U.S. financial giant JPMorgan predicts that crypto markets could experience a strong recovery in the second half of 2026. However, this optimistic scenario is contingent on one key condition: the U.S. Congress passing comprehensive market structure legislation by mid-year.
According to the JPMorgan analyst team, if the long-awaited regulatory clarity is achieved, institutional capital inflows could accelerate and market dynamics could strengthen significantly.
Bitcoin Dips Below Production Cost
This assessment comes at a time when market sentiment remains fragile. Bitcoin recently fell below its estimated production cost of around $77,000. Historically, this level has been considered a “soft floor” during downturns. However, the latest pullback has further reinforced the cautious atmosphere following the sharp correction in the last quarter of the previous year.

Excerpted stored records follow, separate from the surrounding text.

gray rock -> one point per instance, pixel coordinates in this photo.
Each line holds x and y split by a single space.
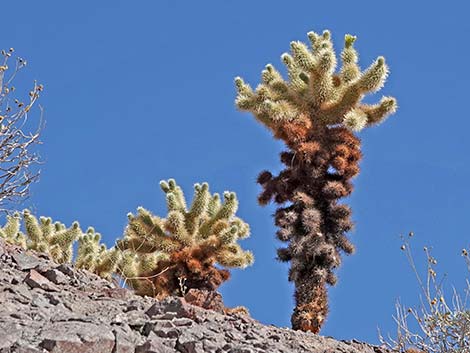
57 308
35 280
25 262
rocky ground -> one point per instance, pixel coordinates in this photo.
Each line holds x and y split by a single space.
46 307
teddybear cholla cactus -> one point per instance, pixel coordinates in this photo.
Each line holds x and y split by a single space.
56 240
315 113
161 257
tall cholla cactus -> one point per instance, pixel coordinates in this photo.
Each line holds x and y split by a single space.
42 235
162 257
315 112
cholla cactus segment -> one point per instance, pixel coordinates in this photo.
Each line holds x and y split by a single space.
11 231
315 91
188 243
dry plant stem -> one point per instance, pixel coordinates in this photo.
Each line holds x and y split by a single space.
438 325
17 158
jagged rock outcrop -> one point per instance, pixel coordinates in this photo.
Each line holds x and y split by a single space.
47 307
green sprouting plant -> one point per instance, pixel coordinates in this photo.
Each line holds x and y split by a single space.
441 324
160 253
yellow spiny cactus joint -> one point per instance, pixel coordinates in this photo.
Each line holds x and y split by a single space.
187 243
315 90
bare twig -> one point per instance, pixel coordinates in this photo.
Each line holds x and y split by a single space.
17 160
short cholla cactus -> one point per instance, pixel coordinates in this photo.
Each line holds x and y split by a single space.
56 240
163 257
315 113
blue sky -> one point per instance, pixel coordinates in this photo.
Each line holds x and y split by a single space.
136 92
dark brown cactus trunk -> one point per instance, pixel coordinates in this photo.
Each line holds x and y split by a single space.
318 174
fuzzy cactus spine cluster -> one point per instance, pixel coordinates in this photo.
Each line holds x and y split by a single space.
316 112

This picture suggests that a new bullish wave will only be possible with a strong catalyst.
Shift in Power from Retail to Institutional
According to JPMorgan’s base case, the next bull cycle will differ from previous retail-led rallies. Today, approximately 65% of large-scale Bitcoin transactions are executed by institutional investors.
Additionally, the significant decline in 30-day realized volatility on an annualized basis points to more balanced capital flows and reduced speculative fluctuations. In 2025, a record $130 billion flowed into digital asset products. The bank forecasts that this figure could increase even further in 2026 if regulatory clarity is achieved.
This capital is not expected to be limited to spot purchases alone; it is anticipated to extend into venture capital investments, mergers and acquisitions, as well as initial public offerings of crypto exchanges, payment companies, and blockchain infrastructure firms.
Determining Factor: Market Structure Legislation
At the center of the forecasts lies federal-level market structure reform. The Digital Asset Market Clarity Act introduced in the House of Representatives aims to assign primary oversight of digital commodity spot markets to the CFTC while preserving the SEC’s authority over investment contracts.
On the Senate side, the Responsible Financial Innovation Act proposes a more hybrid model. Under this framework, certain tokens would fall under CFTC oversight, while periodic reporting obligations to the SEC could continue in cases involving capital raising.
Previously introduced, the Financial Innovation and Technology for the 21st Century Act aimed to reduce jurisdictional confusion by defining categories such as “permitted payment stablecoins.”
In summary, according to JPMorgan, there is potential for a strong crypto rally in the second half of 2026; however, the realization of this scenario appears to depend on regulatory clarity emerging from Washington.